I’m trying to tone down the amount of whining I do on social media, which is actually a bit easier than I expected, given that almost all forms of social media are driving me crazy right now and make me far less inclined to post than I normally would be.  Facebook keeps hiding posts from friends; Twitter is a garbage fire; Tumblr is filled with ads and every once in a while a random naked person will show up, unannounced and uncalled for, and so that’s off-limits.

I’m also starting to reach critical mass in terms of the upcoming election.  I’m disgusted and anxious and not at all prepared to move to Canada.


 

And, of course, I’m disconnected from the things I normally talk about here.

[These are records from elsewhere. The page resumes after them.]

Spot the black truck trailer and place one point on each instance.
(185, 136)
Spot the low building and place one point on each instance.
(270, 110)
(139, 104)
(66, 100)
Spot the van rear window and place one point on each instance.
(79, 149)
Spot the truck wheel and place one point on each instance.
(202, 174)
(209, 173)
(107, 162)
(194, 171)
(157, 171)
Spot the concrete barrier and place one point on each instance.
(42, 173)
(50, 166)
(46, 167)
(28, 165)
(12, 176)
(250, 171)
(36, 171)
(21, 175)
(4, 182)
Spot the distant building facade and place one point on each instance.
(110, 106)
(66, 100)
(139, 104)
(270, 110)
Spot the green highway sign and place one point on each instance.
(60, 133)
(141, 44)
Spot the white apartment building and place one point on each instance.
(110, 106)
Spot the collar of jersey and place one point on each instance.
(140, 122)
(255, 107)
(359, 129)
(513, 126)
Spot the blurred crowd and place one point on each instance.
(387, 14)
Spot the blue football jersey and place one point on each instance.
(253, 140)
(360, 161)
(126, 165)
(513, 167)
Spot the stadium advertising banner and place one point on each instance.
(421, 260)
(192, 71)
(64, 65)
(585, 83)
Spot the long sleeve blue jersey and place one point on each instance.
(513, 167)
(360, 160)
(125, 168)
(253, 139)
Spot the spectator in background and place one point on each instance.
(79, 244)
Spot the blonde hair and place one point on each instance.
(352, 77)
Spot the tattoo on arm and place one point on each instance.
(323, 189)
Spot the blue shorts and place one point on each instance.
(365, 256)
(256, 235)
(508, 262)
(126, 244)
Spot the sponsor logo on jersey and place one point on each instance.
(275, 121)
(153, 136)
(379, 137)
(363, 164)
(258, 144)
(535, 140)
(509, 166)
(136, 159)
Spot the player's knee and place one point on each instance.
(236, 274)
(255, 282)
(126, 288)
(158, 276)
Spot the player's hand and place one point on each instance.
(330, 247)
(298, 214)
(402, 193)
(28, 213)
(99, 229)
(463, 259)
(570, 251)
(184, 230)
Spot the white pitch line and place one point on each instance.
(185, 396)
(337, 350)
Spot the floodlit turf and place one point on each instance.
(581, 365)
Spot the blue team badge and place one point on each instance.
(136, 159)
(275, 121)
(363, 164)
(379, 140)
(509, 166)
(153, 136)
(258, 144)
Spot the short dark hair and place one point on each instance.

Book-wise, I’m re-reading Umberto Eco’s Foucault’s Pendulum, which I’d been thinking about recently (especially after reading Christopher Buckley’s The Relic Master), and which I felt obligated to pick up in light of Eco’s passing.  It’s one of my all-time favorite books, and yet I’m having trouble fully engaging with it this time around for some reason.

Music-wise, I’m still struggling with writing lyrics, and in the meantime I’m not listening to anything particularly inspiring.  On a related note, I have to say that my weekly Spotify Discovery playlists have been awfully lackluster this year; the ratio of hit/miss is way, way off, especially as compared to last year.

Games-wise… I’m a big pile of “meh”.  I’m very much intrigued by The Division, and I’m looking forward to playing it in co-op, but I’m also wary of it; the beta showed off a lot of high points as well as a lot of lows – the writing in particular is just awful, and a lot of the mission designs felt very familiar (i.e., the final encounter in the Subway Morgue is a very typical “hold your ground for an arbitrary length of time”, and I was tired of that kind of mission in Destiny).  I tried playing a little bit of Fallout 4 last night, given that it’s been patched up quite a bit of late, and… yeah, I still don’t give a shit about that game.  I’m inching along in my NG+ of Witcher 3, but the Hearts of Stone expansion is for level 61+, and I’m still only at 43 or so; that’s an awful lot of ground to make up, and as much as I love that game I’m not sure I have it in me to repeat it.  Later this week my rental copy of Far Cry Primal will arrive, and as I’ve been lukewarm on that franchise for the last few iterations, I’m not sure that I’ll be fully engaged with it – even if the Stone Age setting is novel.

So, yeah.  I’m scared of American politics, I’m culturally out of sorts, and I’m physically falling apart.  I hit the trifecta.